I can’t exactly remember what I wrote down, but if I had to guess, eighth-grade Jenna wrote that she wanted someone who was kind-hearted, had integrity, loved her for her, and she probably threw in a few “buys really great gifts,” just for good measure. You have to cover your bases, you know?
While those are still worthy requirements and should be in place for any type of relationship in our lives, it’s difficult to pinpoint what that looks like played out in everyday life. Unfortunately, those characteristics also border on generic. Who doesn’t want to date someone or be friends with someone who is kind and honest?

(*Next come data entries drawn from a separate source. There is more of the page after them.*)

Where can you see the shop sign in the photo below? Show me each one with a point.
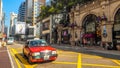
(104, 31)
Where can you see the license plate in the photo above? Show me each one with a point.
(46, 57)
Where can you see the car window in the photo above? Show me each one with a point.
(38, 43)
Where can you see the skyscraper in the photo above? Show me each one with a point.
(1, 12)
(13, 20)
(33, 10)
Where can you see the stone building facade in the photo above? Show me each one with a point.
(96, 22)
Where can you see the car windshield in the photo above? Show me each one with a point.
(38, 43)
(10, 38)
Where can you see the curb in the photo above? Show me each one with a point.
(86, 50)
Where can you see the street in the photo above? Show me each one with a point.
(66, 59)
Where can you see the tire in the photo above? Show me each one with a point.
(29, 61)
(24, 53)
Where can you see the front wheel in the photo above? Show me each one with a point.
(29, 60)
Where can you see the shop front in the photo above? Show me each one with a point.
(65, 36)
(91, 30)
(116, 30)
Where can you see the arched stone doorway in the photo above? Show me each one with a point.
(91, 30)
(116, 29)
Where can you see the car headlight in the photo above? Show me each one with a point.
(35, 54)
(54, 52)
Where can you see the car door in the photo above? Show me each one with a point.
(26, 49)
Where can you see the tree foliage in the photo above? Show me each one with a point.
(59, 6)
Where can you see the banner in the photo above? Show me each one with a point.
(20, 28)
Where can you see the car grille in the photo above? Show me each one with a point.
(46, 52)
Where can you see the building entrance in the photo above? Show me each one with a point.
(92, 30)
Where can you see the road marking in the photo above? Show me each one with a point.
(16, 60)
(69, 56)
(79, 63)
(115, 61)
(64, 62)
(11, 61)
(24, 61)
(3, 51)
(67, 52)
(85, 64)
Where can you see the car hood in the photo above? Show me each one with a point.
(41, 48)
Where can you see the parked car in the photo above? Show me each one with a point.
(39, 51)
(10, 40)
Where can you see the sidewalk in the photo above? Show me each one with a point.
(94, 50)
(4, 58)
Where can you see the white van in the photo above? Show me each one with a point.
(10, 40)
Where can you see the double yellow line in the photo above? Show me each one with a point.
(17, 56)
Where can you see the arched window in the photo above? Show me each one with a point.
(89, 23)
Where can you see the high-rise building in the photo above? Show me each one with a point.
(13, 20)
(33, 10)
(1, 12)
(22, 12)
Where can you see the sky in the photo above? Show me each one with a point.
(11, 6)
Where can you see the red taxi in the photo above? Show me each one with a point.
(39, 51)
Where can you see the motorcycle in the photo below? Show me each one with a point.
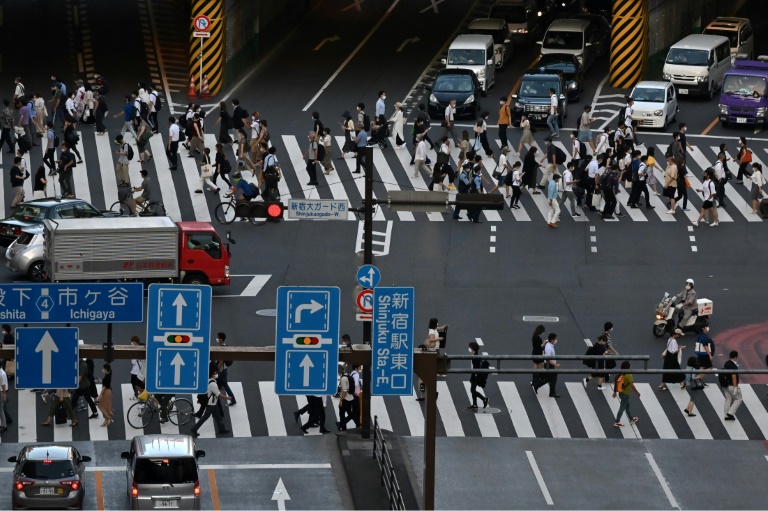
(669, 311)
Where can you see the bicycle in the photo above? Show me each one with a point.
(140, 414)
(227, 211)
(124, 208)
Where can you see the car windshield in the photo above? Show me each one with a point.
(648, 95)
(563, 40)
(47, 469)
(686, 57)
(510, 13)
(165, 471)
(536, 88)
(470, 57)
(732, 35)
(744, 85)
(28, 212)
(455, 83)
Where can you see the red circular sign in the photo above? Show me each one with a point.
(202, 23)
(365, 301)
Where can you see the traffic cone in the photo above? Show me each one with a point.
(205, 91)
(191, 94)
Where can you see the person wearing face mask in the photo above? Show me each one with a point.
(688, 296)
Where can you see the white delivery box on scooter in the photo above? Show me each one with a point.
(705, 306)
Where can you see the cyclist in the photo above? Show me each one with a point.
(146, 192)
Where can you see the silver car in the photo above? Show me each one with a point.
(26, 254)
(48, 476)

If we truly desire authentic relationships with the people in our lives, we have to be willing to look beyond settling for people who remember to hold the door open for us and don’t have an issue with telling the truth. Those standards are lazy and it’s why many of us continue to weave in and out of friendships and relationships. And it’s why many of us settle for good enough.

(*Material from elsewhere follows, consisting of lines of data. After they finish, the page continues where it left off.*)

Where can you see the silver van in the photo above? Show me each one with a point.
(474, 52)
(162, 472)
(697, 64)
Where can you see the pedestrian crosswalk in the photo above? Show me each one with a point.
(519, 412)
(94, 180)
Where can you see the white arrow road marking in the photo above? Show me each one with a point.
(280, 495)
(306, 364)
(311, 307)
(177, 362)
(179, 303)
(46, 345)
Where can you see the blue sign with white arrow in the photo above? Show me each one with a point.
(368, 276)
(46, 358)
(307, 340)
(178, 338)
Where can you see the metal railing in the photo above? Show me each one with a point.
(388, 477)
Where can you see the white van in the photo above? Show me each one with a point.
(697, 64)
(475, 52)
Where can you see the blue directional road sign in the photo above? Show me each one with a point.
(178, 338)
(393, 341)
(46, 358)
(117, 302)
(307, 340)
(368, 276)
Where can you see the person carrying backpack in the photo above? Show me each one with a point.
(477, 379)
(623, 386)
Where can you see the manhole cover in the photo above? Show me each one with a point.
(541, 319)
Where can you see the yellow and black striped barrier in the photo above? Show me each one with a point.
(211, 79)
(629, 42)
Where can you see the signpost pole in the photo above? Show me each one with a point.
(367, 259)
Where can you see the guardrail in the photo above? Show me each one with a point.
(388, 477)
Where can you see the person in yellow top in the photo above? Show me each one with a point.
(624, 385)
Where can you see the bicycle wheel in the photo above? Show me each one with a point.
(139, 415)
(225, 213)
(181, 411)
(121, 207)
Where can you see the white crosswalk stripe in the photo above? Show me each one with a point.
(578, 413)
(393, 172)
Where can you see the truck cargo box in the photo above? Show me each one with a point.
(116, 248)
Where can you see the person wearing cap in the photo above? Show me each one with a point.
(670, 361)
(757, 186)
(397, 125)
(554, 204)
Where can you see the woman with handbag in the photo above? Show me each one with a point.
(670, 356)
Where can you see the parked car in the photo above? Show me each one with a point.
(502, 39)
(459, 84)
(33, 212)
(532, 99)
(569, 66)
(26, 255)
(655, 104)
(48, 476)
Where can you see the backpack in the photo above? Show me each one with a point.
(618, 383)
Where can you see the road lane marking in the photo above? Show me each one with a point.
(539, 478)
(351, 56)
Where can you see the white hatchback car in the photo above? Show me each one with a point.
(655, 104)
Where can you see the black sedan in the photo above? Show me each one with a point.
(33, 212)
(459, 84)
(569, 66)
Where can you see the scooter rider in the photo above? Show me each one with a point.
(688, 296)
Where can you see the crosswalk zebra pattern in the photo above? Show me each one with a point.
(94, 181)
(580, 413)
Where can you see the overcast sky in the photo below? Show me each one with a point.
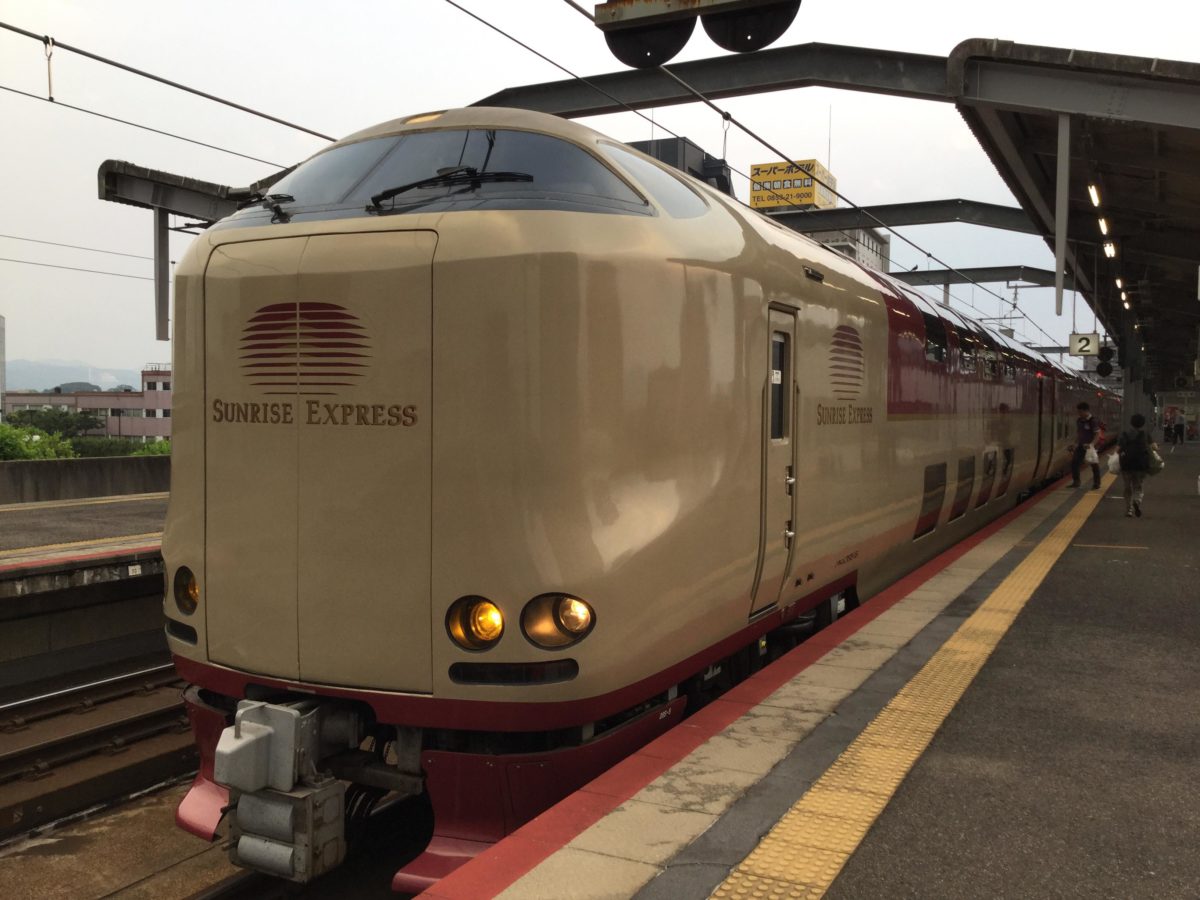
(339, 69)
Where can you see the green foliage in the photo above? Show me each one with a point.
(66, 423)
(154, 448)
(89, 445)
(25, 443)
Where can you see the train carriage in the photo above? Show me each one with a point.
(496, 441)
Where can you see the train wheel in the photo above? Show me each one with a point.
(744, 30)
(651, 45)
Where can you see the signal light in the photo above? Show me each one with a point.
(186, 591)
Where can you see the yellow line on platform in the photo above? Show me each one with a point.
(82, 502)
(808, 847)
(99, 543)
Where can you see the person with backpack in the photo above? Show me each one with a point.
(1134, 448)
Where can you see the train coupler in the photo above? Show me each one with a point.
(288, 813)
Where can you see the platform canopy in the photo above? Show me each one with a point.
(1132, 127)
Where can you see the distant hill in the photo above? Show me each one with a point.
(42, 375)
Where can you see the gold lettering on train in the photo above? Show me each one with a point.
(315, 413)
(845, 414)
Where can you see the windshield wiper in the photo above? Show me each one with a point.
(449, 177)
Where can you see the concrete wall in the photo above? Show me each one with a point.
(28, 480)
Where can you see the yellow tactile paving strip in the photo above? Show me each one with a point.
(808, 847)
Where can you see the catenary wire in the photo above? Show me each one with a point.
(75, 269)
(136, 125)
(76, 246)
(59, 46)
(730, 118)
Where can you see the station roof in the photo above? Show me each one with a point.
(1134, 133)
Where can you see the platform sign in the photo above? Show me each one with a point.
(1084, 345)
(803, 183)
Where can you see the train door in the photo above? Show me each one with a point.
(777, 528)
(1045, 431)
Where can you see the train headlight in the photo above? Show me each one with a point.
(475, 623)
(556, 621)
(186, 591)
(574, 616)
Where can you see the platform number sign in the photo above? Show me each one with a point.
(1085, 345)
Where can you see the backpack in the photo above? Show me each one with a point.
(1134, 451)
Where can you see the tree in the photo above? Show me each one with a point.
(57, 420)
(25, 443)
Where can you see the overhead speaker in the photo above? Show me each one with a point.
(751, 29)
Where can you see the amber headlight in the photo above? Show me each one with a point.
(187, 591)
(475, 623)
(555, 621)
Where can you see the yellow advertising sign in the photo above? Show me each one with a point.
(803, 183)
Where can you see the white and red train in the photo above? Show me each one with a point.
(493, 437)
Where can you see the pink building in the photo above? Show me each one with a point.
(141, 415)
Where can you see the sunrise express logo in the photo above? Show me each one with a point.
(847, 367)
(303, 351)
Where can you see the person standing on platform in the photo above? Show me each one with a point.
(1134, 448)
(1087, 430)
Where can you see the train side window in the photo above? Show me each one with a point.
(963, 490)
(935, 339)
(931, 501)
(672, 195)
(989, 478)
(1006, 472)
(779, 381)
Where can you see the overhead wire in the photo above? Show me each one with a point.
(75, 246)
(52, 43)
(75, 269)
(144, 127)
(729, 118)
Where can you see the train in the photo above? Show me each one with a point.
(498, 445)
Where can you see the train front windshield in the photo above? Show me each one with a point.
(444, 169)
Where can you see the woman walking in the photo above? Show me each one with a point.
(1134, 448)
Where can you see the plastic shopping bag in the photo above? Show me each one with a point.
(1156, 463)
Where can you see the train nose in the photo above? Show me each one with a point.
(317, 442)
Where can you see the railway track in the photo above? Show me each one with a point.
(84, 747)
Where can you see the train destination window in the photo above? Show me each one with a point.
(671, 193)
(965, 484)
(931, 501)
(779, 381)
(515, 169)
(935, 339)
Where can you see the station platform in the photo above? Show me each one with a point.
(1018, 718)
(39, 535)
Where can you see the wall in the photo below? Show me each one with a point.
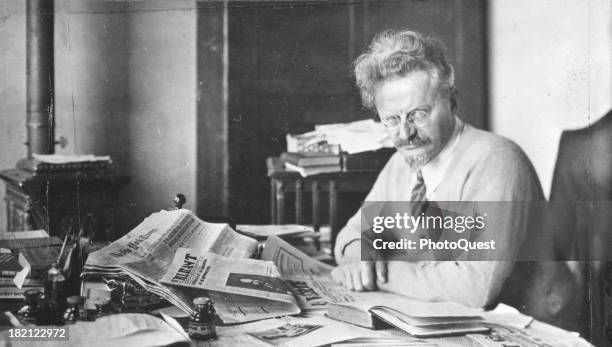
(551, 69)
(125, 86)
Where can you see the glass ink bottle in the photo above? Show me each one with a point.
(74, 311)
(55, 293)
(28, 314)
(202, 322)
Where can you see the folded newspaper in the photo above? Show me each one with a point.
(177, 256)
(145, 253)
(284, 282)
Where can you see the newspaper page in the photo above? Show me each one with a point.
(309, 279)
(249, 280)
(145, 253)
(157, 238)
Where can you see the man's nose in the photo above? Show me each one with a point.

All too often, we get to a point in our lives when we are so burnt out on humans and on love that we find ourselves settling for the people who we estimate can do the least amount of damage to our weary hearts.
The truth is many of us aren’t sure what we’re reaching for so we wouldn’t even recognize it when it shows up. And deep down, we know that. But we suppress our intuitiveness because to figure out what we want, we’d have to really get to know ourselves. And to really get to know ourselves, we have to be alone. Devastatingly alone. We have to be so alone that we are forced to meet ourselves in rare form; a form of self that no one else but us will ever meet. And when you’re ready for that, you’re ready to meet a God who loves you fiercely.
When you allow yourself to meet yourself where you are in your growth, your pain and your mistakes, God will begin to encounter you. Slowly but surely—and maybe for the first time ever—you will start to realize who you are and who you’re not. And then, only then, will you truly know what you are looking for with the people in your life. And until then, your relationships and friendships will continue to be casual, maybe-this-could-be-it encounters rather than intentional and meaningful connections with people who fill your soul. You have to know who you are meant to be before you know who you are meant to be with.
Believe me, I’ve tried a million different ways around the loneliness. I’ve tried drinking, I’ve tried one-sided friendships, I’ve tried being a workaholic to avoid myself—and one day, I sat down and let the loneliness in. I stepped away from almost everyone in my life and I walked through the doors of isolation. And there I locked myself in, exploring the corners of a room that at first glance, looked empty. I begged God sleepless night after sleepless night to take the loneliness away. And He didn’t. What He did instead was pull up a chair and sat with me in the loneliness, night after night.
Sometimes I cried. Sometimes I prayed. Sometimes I felt too numb to do anything else but stare at the ceiling. Together, God and I stayed locked in that lonely room for months until that room began to fill with things like self-love, self-awareness and an acknowledgement of the long-denied places that I desperately needed to work on.
I’m still in that room, but it’s no longer empty. I let people back in—and they are people that I would choose a hundred times over again to be in my life. They are people that I would and will go to war for. They are people that I have and want intentional relationships with. They aren’t people that I’ve decided will do for now or that deep down, I know I’m using to fill a void. They aren’t people of convenience. They are people of my choosing.
And I think that’s why God kept me locked away. So that I could begin to identify how much of my identity I was wrapping up in other people. So I could stop using other people to avoid myself. If you continue to deny yourself the human experience of loneliness or being alone for a significant period of time, it will be difficult to recognize if you are choosing people out of convenience or out of intention.
If this post isn’t connecting with you, then good, it means you are in a place in your life where you do know yourself, you do know what you want in your relationships, and those relationships are likely thriving. But if this post is stirring something in you that you’ve been denying for years or if you find yourself in a place of falling into one hollow relationship after another, then it’s time. It’s time to step into the arena with your loneliness.
It’s time to stop filling the void with unfulfilling relationships or long hours at the office. And when you come out, you will have a better understanding of who or what belongs in your life, and what doesn’t. And you may find that you very well have exceptional people in your life, but due to your lack of wholeness, you haven’t been able to appreciate them or connect with them. If your relationships are suffering, you may come out of this, like I did, realizing that the people you want in your life are people that are already in your life.